Taking into consideration the lay-out, the way words look on the page makes the structure of the poem immediately visible: it consists of two stanzas with four lines each and therefore it is organised into two quatrains. This creates a set rhythmic pattern, particularly in conjunction with the rhyme scheme. For what concerns the latter, it is ABCB ADCD. It contributes to the rhythm and to the fluency of the poem. Going on with the phonological level, the long vowels underline a melancholic tone.
In addition, after reading the first line, I it coincides with the title and therefore I understand the poem could be part of a collection. I also understand the poet will start with an advice (hold fast to dreams) that makes me realised the dreams the poet refer to are the ones of my future or the goals I want to achieve and not the ones I often do when I sleep.
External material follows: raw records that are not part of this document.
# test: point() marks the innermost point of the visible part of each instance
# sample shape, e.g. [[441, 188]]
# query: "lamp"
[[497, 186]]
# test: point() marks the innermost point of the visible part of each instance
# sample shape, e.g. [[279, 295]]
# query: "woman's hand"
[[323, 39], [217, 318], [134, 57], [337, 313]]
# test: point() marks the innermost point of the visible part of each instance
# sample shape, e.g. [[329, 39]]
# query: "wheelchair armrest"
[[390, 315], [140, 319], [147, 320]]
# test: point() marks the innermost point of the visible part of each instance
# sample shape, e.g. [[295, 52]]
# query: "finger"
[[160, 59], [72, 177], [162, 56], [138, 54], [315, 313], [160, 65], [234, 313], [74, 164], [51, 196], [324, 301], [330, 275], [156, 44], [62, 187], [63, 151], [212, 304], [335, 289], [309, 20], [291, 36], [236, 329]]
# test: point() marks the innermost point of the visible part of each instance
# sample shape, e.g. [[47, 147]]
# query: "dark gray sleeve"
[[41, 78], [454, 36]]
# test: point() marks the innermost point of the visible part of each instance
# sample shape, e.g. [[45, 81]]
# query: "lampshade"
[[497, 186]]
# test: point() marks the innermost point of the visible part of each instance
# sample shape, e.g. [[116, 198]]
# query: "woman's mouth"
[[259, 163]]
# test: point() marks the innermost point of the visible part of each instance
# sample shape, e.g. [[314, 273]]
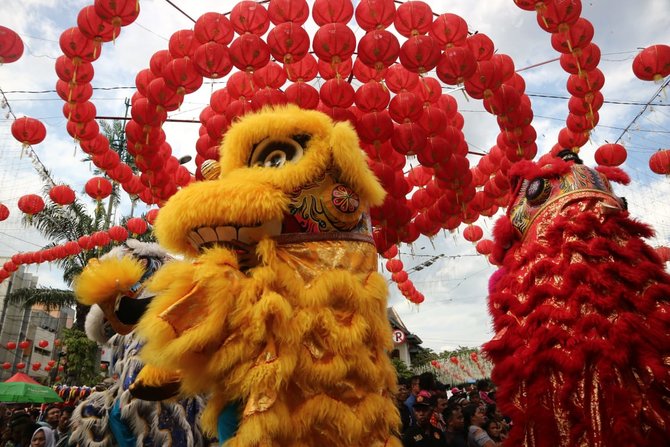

Looking now to the rhetorical level, the poet used two metaphors, one for each stanzas, to explain the importance of dreams in life. In the first stanza, if one allows one's dreams to die, the poet states that life will become "a broken-winged bird that cannot fly." It means if someone stops dreaming, his or her life will lack hope and not be happy, because a bird often symbolizes freedom, hope and happiness. The other metaphor in the second stanza is used to compare a life without dreams to a "barren field frozen with snow." In this case, it means if someone lets her or his dreams go, he or she will be unproductive in life because crops often symbolize productivity. Moreover, the poet recourses to a personification, indeed he considered dreams as living things, suggesting they can die and go.
All things considered, in my opinion I think the poet with this poem would encourage people to believe in their dreams and not let them go in order to live a pleasant life.